My brother listened to me complain about my aching limbs and then launched into a lecture about being retired and taking time out for ourselves and not being stressed. I realised that I have been giving the wrong impression. There is this aura that surrounds the word 'work'. It implies something that we don't enjoy or an onerous task. The olives are certainly not that. They are just something that we do at this time of year. Something that requires a real physical work out. It's hard and it is work and at this point we want it to be finished but we don't hate it.
There is beauty. Even when it's damp and misty. It can be cold but thermal underwear and waterproof trousers help enormously.
It's an opportunity to get really close to the trees.

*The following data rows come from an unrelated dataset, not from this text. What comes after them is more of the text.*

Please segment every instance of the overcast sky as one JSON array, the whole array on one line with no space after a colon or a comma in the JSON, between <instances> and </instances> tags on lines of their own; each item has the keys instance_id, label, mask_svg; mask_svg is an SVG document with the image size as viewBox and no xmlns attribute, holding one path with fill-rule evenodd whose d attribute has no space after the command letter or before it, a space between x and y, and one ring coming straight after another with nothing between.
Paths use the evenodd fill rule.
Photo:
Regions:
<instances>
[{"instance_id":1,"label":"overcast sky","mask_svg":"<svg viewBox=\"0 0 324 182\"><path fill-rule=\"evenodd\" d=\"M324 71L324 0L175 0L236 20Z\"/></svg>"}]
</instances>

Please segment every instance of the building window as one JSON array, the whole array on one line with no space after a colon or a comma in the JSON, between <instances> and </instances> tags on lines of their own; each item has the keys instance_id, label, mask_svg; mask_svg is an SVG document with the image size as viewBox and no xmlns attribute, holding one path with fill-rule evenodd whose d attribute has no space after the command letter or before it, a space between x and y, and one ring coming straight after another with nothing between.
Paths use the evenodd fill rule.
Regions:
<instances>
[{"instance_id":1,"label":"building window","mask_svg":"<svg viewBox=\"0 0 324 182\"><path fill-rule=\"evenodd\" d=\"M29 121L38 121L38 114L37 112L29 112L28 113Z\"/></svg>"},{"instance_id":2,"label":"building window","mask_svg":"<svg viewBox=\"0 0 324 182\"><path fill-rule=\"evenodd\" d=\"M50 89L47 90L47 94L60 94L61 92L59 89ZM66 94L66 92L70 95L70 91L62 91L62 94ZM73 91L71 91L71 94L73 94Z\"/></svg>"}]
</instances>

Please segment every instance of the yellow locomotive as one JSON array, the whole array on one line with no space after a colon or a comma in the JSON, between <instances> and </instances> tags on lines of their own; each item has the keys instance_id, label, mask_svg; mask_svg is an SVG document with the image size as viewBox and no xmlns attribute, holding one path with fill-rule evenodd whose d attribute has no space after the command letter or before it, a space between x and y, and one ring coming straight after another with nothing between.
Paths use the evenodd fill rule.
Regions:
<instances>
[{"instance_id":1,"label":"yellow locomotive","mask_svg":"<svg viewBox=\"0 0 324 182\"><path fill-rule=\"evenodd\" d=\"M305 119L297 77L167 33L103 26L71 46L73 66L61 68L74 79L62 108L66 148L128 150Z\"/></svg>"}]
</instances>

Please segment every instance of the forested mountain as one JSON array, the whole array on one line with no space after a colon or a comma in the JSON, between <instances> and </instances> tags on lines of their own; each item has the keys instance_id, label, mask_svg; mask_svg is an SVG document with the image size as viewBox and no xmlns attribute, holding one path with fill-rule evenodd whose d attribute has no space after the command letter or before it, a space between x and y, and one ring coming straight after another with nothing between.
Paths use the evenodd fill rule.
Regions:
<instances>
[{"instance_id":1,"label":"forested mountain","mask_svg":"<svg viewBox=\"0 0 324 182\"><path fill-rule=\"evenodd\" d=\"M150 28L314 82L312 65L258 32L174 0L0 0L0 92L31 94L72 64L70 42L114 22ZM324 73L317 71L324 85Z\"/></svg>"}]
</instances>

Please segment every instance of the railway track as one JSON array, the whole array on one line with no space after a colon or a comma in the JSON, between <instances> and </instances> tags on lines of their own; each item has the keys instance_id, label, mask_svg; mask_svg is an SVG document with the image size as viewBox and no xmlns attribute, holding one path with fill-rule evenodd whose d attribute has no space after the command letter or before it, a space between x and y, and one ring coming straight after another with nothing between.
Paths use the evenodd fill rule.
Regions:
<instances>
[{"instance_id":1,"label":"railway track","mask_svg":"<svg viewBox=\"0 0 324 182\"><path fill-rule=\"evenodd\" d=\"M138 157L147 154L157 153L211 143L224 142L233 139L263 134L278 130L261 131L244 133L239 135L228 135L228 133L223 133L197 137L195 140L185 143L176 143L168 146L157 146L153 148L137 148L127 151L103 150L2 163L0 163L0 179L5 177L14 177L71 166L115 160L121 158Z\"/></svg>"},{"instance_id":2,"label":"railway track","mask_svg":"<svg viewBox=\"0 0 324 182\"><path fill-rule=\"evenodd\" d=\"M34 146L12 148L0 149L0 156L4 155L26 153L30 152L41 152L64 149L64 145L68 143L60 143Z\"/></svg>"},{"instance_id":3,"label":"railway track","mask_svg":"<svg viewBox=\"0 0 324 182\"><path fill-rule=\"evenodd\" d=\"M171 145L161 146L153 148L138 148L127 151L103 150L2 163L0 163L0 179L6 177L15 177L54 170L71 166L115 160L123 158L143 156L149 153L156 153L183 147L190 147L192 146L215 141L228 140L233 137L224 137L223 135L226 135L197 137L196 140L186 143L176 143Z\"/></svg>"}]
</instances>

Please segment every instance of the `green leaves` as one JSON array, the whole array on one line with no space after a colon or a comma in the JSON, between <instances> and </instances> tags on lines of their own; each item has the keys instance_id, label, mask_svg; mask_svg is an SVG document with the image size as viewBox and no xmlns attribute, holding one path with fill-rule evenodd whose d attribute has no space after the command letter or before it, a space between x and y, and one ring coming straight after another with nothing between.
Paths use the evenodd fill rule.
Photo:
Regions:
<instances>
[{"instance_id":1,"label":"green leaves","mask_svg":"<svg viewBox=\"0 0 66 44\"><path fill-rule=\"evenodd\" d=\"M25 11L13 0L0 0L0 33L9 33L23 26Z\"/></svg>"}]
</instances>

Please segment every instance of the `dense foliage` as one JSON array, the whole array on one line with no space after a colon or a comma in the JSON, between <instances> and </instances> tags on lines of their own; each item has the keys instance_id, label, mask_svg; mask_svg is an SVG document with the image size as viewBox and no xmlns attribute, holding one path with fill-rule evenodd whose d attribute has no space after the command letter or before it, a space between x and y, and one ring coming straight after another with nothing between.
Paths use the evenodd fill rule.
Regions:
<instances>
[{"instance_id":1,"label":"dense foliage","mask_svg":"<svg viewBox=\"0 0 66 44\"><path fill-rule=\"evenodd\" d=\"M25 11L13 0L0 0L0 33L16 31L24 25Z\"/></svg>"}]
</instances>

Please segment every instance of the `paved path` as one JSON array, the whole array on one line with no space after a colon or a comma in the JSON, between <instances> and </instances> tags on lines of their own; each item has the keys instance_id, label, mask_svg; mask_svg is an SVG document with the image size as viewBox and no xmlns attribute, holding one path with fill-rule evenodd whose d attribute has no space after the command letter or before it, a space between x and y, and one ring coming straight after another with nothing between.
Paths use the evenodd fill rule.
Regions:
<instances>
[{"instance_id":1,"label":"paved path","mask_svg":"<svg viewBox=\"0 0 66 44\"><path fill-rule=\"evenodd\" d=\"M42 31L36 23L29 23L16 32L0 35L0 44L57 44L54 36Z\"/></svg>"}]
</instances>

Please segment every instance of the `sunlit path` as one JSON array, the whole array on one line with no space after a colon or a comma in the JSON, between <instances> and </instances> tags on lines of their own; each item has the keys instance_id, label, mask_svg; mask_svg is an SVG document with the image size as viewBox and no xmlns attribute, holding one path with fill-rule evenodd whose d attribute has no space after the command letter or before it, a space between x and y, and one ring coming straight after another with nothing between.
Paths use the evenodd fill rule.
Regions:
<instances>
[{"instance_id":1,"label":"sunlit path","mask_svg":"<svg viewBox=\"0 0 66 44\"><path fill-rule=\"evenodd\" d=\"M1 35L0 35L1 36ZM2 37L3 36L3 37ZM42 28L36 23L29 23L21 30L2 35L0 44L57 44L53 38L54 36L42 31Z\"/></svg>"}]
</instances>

I can't stop photographing them from different angles, they can be so striking, and well, magical.
There are funny moments like the rabbit disturbed by one of the cats that bounced around the nets several times totally confused before bouncing off out of sight leaving us and the cat open mouthed in surprise. Or the giant cricket that flew up into my face in an effort to escape the olive net.
There's the way the lichen grows on the rocks that I am unable to quite catch the beauty of with the limited capability of my phone.
Our feline companions who don't understand what we are doing but think chasing cascading olives is a good game.
And our faithful supervisor who is too spoiled to sit on the ground and must have his own chair and blanket in case of early morning chills.
And then there is the two of us. Best of friends, reminiscing about the past, planning for the future. Discussing a film or book we've recently seen or read. And when we wend our weary way home we feel like we've had a good healthy workout at the gym and our aches and pains have a purpose and a satisfaction to them.
Oh yes. This is an exhausting time of year but the best bit is still to come, the finish is in sight and the speculation about the price for the olives is running wild. Some of our olive money is earmarked for spending on wood for the next couple of winters but if it's a good price we shall have a surplus. Ooooooh what to spend it on???? And what could be more exciting than that!?